Oct 162011
 
Authors:

I am admittedly conflicted regarding the unfortunately lavatory-sounding “Occupy Everywhere” movement. Certainly no fan of banks or their influence, I still see a very large discrepancy with the fact the banks did not legislate these massive frauds and bubbles in any nation.

They bought the politicians who passed the legislation that created the moral hazard that then allowed the bubbles to inflate and gave us fraud’s newly decriminalized recognition; but that only qualifies as half of an immoral act, and Congress is much more prone to popular pressure than private banks.

“If I’m wrong, nothing happens! We go to jail — peacefully, quietly. We’ll enjoy it! But if I’m right, and we can stop this thing; Lenny, you will have saved the lives of millions of registered voters.”
Think about how much truth is in that quote from “Ghostbusters.”

Ask Hilary Clinton how important fundraising is — she ran out of money just as the primaries drew to a close in 2008 while leading the race, and she’s now Secretary of State.

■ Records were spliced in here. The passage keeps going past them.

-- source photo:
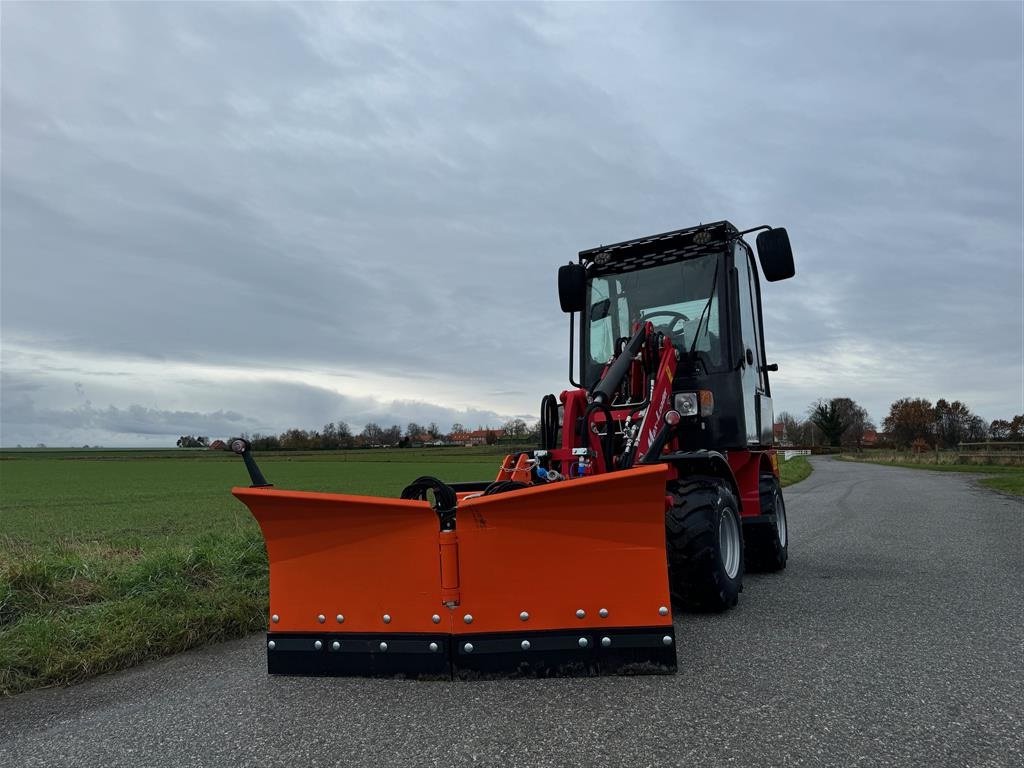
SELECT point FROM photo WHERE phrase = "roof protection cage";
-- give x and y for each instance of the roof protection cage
(567, 579)
(656, 249)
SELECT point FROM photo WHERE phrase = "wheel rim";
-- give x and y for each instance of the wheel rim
(728, 542)
(780, 525)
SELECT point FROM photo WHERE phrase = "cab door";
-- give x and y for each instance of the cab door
(758, 416)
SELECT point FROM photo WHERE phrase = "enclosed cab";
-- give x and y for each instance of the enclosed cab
(699, 287)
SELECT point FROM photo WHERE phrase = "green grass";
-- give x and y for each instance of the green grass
(795, 470)
(110, 558)
(1007, 478)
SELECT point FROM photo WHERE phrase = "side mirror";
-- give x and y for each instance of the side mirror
(775, 254)
(572, 288)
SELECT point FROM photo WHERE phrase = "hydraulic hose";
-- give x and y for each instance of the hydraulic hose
(549, 422)
(606, 387)
(444, 498)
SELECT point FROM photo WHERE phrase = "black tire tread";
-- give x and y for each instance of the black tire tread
(696, 578)
(764, 552)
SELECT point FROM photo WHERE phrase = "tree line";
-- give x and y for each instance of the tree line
(339, 435)
(911, 423)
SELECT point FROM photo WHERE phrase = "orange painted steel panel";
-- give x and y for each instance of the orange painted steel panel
(357, 556)
(585, 545)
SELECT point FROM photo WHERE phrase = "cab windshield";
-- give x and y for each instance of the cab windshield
(679, 299)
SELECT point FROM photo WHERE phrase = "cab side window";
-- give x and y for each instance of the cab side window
(749, 321)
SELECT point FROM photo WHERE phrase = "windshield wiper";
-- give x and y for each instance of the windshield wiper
(707, 310)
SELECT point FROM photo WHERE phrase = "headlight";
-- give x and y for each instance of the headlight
(687, 403)
(690, 403)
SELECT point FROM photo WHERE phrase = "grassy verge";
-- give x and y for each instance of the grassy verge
(1009, 479)
(111, 558)
(795, 470)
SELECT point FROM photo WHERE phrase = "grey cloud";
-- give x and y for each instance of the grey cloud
(389, 188)
(265, 408)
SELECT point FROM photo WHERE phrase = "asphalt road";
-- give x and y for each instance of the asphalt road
(894, 638)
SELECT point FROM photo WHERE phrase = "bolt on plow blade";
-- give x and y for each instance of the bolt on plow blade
(563, 579)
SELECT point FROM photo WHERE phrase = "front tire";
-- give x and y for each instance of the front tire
(768, 545)
(705, 543)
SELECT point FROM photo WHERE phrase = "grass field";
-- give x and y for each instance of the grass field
(112, 557)
(1009, 479)
(795, 470)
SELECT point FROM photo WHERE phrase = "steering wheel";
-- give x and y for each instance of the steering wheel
(676, 317)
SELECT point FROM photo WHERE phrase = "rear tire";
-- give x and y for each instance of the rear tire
(768, 545)
(705, 544)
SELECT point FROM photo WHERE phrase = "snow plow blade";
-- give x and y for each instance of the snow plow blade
(563, 579)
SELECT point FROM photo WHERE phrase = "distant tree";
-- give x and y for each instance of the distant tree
(344, 434)
(372, 434)
(998, 430)
(909, 420)
(391, 435)
(514, 429)
(329, 437)
(264, 442)
(299, 439)
(955, 424)
(977, 429)
(841, 420)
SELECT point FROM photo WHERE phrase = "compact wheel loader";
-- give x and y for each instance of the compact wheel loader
(654, 485)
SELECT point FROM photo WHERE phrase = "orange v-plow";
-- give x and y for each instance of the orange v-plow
(655, 475)
(556, 580)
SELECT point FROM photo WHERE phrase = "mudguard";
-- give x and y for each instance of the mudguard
(563, 579)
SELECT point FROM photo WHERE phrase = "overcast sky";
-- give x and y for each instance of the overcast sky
(225, 218)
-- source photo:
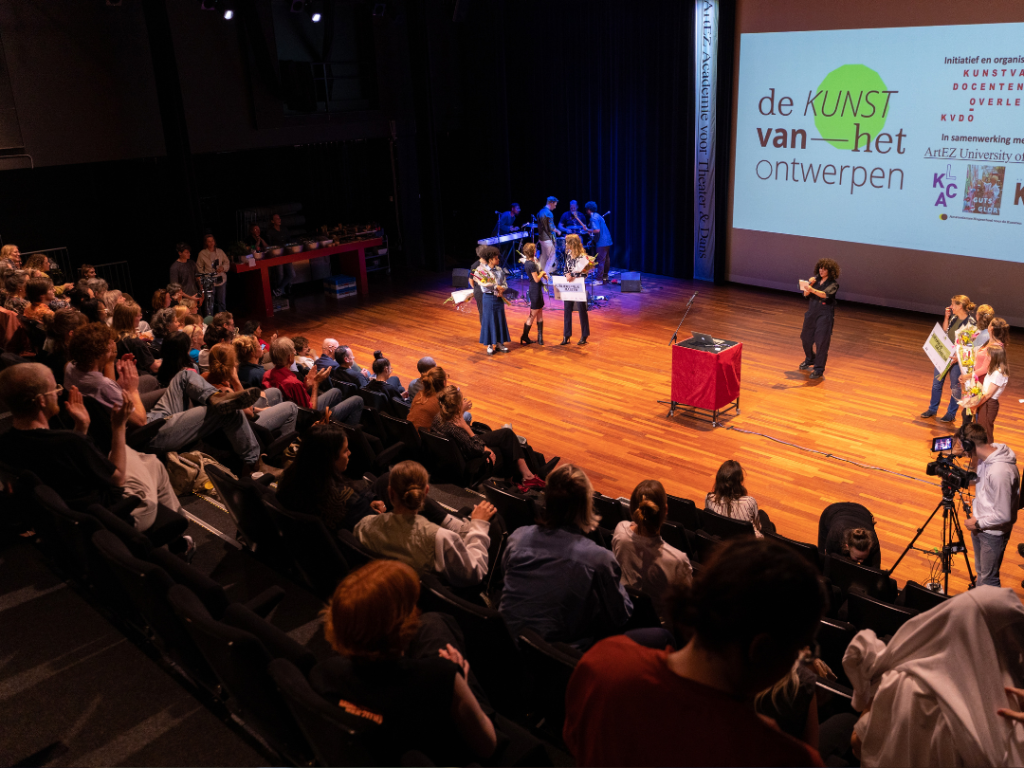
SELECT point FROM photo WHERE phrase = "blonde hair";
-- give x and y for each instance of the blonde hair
(409, 481)
(984, 315)
(246, 347)
(222, 363)
(964, 301)
(573, 246)
(124, 318)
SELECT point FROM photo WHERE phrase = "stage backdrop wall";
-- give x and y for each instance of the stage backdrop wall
(889, 136)
(585, 100)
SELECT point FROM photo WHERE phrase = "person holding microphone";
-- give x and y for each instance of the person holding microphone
(956, 315)
(820, 315)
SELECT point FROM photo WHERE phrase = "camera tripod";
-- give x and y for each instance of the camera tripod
(952, 539)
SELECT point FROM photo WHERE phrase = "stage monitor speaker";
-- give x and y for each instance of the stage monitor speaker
(631, 283)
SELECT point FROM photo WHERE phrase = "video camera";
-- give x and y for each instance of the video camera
(953, 477)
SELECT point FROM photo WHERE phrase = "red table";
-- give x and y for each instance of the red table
(352, 261)
(706, 380)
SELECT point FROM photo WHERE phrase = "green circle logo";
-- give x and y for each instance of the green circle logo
(850, 95)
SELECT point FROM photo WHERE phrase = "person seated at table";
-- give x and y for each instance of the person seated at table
(305, 393)
(406, 535)
(384, 382)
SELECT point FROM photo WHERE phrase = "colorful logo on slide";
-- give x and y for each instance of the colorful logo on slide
(851, 100)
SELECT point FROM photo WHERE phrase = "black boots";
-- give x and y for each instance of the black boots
(524, 339)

You want the banks out of writing their own rule books? Break the model. Look for candidates who either do not receive funding from banks or who have a track record of going against banks.

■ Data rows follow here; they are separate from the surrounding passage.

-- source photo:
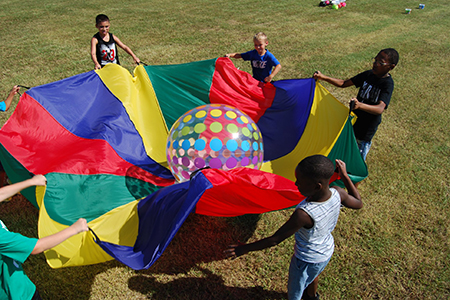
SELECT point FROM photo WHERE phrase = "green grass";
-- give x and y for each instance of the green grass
(396, 247)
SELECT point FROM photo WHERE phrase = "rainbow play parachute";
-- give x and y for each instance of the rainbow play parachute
(100, 139)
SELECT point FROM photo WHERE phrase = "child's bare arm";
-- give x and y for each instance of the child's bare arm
(12, 189)
(350, 198)
(10, 97)
(233, 55)
(94, 43)
(53, 240)
(376, 109)
(272, 75)
(127, 50)
(334, 81)
(297, 220)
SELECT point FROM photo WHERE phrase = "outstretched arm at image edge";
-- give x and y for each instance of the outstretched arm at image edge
(53, 240)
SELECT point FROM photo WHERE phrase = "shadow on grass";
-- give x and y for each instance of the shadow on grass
(209, 287)
(202, 239)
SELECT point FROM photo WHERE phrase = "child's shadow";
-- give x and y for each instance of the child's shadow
(209, 287)
(201, 239)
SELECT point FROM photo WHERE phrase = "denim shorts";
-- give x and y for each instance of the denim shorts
(301, 274)
(364, 148)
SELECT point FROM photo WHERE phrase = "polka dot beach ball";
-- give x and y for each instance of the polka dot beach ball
(216, 136)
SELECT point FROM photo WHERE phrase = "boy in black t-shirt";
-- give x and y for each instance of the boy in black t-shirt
(375, 91)
(104, 45)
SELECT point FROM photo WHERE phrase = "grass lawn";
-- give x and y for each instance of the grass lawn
(396, 247)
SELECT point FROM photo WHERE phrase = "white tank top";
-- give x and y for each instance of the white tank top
(316, 244)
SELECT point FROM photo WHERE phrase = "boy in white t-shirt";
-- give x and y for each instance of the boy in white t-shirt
(312, 223)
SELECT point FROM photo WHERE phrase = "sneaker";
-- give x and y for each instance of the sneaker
(306, 297)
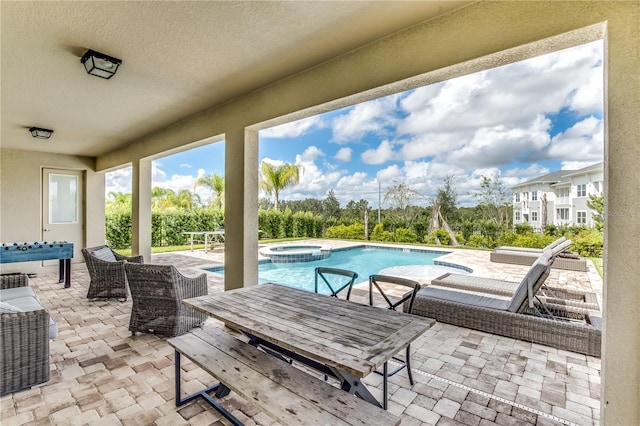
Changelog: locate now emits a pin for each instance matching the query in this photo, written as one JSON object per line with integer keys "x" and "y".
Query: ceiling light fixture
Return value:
{"x": 99, "y": 64}
{"x": 40, "y": 133}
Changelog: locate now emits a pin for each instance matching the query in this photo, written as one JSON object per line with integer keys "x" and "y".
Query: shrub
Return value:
{"x": 439, "y": 234}
{"x": 351, "y": 232}
{"x": 523, "y": 228}
{"x": 589, "y": 243}
{"x": 379, "y": 234}
{"x": 404, "y": 235}
{"x": 480, "y": 241}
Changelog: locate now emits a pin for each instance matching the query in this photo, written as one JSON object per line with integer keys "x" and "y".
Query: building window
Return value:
{"x": 562, "y": 215}
{"x": 581, "y": 217}
{"x": 562, "y": 196}
{"x": 582, "y": 190}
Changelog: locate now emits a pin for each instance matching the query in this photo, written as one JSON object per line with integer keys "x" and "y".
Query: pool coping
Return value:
{"x": 216, "y": 269}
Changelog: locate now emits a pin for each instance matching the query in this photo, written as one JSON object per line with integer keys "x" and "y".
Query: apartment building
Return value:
{"x": 558, "y": 198}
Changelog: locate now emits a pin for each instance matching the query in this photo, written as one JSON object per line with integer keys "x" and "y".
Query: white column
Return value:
{"x": 141, "y": 209}
{"x": 241, "y": 208}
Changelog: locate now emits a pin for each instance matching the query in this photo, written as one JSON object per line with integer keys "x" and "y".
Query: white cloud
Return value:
{"x": 344, "y": 154}
{"x": 118, "y": 181}
{"x": 372, "y": 117}
{"x": 389, "y": 175}
{"x": 584, "y": 141}
{"x": 380, "y": 155}
{"x": 294, "y": 129}
{"x": 311, "y": 153}
{"x": 501, "y": 145}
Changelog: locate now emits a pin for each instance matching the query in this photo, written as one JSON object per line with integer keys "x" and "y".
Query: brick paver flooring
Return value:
{"x": 101, "y": 375}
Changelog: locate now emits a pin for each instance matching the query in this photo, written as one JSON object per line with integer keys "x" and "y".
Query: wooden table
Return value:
{"x": 338, "y": 337}
{"x": 214, "y": 234}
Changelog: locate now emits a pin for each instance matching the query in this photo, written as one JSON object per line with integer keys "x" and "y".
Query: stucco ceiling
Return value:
{"x": 179, "y": 58}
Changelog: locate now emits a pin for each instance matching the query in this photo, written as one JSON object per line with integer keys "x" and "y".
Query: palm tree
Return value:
{"x": 118, "y": 201}
{"x": 215, "y": 183}
{"x": 276, "y": 178}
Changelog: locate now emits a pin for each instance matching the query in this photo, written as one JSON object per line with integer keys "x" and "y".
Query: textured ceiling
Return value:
{"x": 179, "y": 58}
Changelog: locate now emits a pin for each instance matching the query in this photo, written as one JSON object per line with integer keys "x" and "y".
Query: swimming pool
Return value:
{"x": 365, "y": 260}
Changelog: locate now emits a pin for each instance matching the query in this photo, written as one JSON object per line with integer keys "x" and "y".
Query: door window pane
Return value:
{"x": 63, "y": 199}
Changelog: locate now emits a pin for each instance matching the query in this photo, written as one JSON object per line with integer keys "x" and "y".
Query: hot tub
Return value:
{"x": 293, "y": 253}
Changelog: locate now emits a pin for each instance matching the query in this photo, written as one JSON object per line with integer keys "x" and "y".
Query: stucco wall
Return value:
{"x": 21, "y": 199}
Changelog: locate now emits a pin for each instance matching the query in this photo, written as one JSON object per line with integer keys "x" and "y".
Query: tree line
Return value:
{"x": 404, "y": 217}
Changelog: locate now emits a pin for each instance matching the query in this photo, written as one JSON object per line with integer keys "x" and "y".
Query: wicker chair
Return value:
{"x": 24, "y": 339}
{"x": 332, "y": 277}
{"x": 383, "y": 285}
{"x": 106, "y": 269}
{"x": 157, "y": 292}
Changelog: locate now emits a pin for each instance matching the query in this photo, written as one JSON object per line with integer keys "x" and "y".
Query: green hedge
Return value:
{"x": 167, "y": 229}
{"x": 344, "y": 232}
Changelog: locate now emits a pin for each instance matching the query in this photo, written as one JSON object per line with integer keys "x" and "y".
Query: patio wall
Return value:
{"x": 21, "y": 200}
{"x": 483, "y": 35}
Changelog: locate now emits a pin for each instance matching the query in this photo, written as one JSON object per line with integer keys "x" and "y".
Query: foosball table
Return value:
{"x": 29, "y": 252}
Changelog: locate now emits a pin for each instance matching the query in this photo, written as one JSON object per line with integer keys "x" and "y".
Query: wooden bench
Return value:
{"x": 287, "y": 394}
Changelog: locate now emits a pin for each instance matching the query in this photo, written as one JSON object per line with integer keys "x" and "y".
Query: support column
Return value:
{"x": 241, "y": 209}
{"x": 141, "y": 209}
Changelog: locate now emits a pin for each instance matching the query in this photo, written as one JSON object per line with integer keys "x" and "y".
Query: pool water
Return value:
{"x": 363, "y": 260}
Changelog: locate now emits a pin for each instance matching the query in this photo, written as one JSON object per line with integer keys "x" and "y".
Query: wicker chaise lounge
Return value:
{"x": 157, "y": 292}
{"x": 520, "y": 317}
{"x": 526, "y": 256}
{"x": 547, "y": 294}
{"x": 106, "y": 269}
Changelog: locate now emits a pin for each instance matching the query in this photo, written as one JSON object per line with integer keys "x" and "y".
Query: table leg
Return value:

Insert weekly Ron Paul reference: he raised $8 million last quarter, entirely from personal donations.

At the end of the day, the American voter is the biggest enemy of the American voter. You simply cannot honestly look at the American political two-party system and conclude anything other than the voter is to blame.

“Every nation gets the government it deserves,” Joseph de Maistre said this, and I don’t know if a truer sentence has been uttered. The OWS movement seems, above all, unwilling to take responsibility in the role voters have played in empowering the banks by consistently voting for their puppets.

Campaign finance disclosure tells us which politicians are on the bank and corporate payrolls. This is despite being a government willing to lie about virtually everything, and they still tell us outright when a bank has purchased their services.

Despite my misgivings with the pseudo-Marxist undertones of the protests, I have to ask — what is your goal? If you attain your goal, what will the effect be on the average person?

As I pondered these questions, I was reminded of the importance now, more than ever, to recognize our history as a nation.

Not the history taught to us by school books written by those in power, but the factual history with the less-than-palatable details our public school teachers failed to pass on between their union meetings and bemoaning how they don’t make enough.

What with the nine months of steady paycheck with no discernible penalty for failure measured against ambiguous standards, I totally sympathize with the teachers. It cannot be easy to educate students when your major in higher education was … education.

“Someone with your qualifications would have no trouble finding a top-flight job in either the food service or housekeeping industries.” Again, “Ghostbusters” shines the light of wisdom on American entitlement mentality.

The majority of Americans want jobs that simply don’t exist. We lost our way. One of the contributing factors to the U.S. escaping the Great Depression in somewhat decent shape was the 18 percent of the population working in agriculture and food production.

That portion of the population is nearly zero today – 2 percent at best, and not many of them are American.

You want to talk about missing out on a sure thing? There is no surer way to remain needed in the economy than to work in agriculture, and Americans don’t want to do it.

So I ask again, what is the end goal? How will things change if OWS attains their end goal? “Human sacrifice, dogs and cats, living together. Mass hysteria!”

Unless they have a plan to rekindle the protestant work ethic advocated by Benjamin Franklin, not much is going to change in America. I wonder how many protesters, even how many of us (“us” being the former Aggies), are willing to take a labor job on a farm rather than unemployment. To grow our own food?

Everything presently failing the population in America, the economy, education, diet, media, fuel efficiency and the designated hitter can be blamed directly on federal politicians accepting bribes from corporations and banks in exchange for legislation favorable to the donor.

I make no secret of my perception of the American political class as rubbish. We somehow were duped into believing the Ivy League education so many of our politicians received somehow makes them more qualified to determine economic policy than a demonstrated knowledge of economics.
Occupy Everywhere? Human need over corporate greed?

Start with the American voters who continue putting puppets in office over candidates who are better qualified, educated and principled but who aren’t as popular with the corporate media.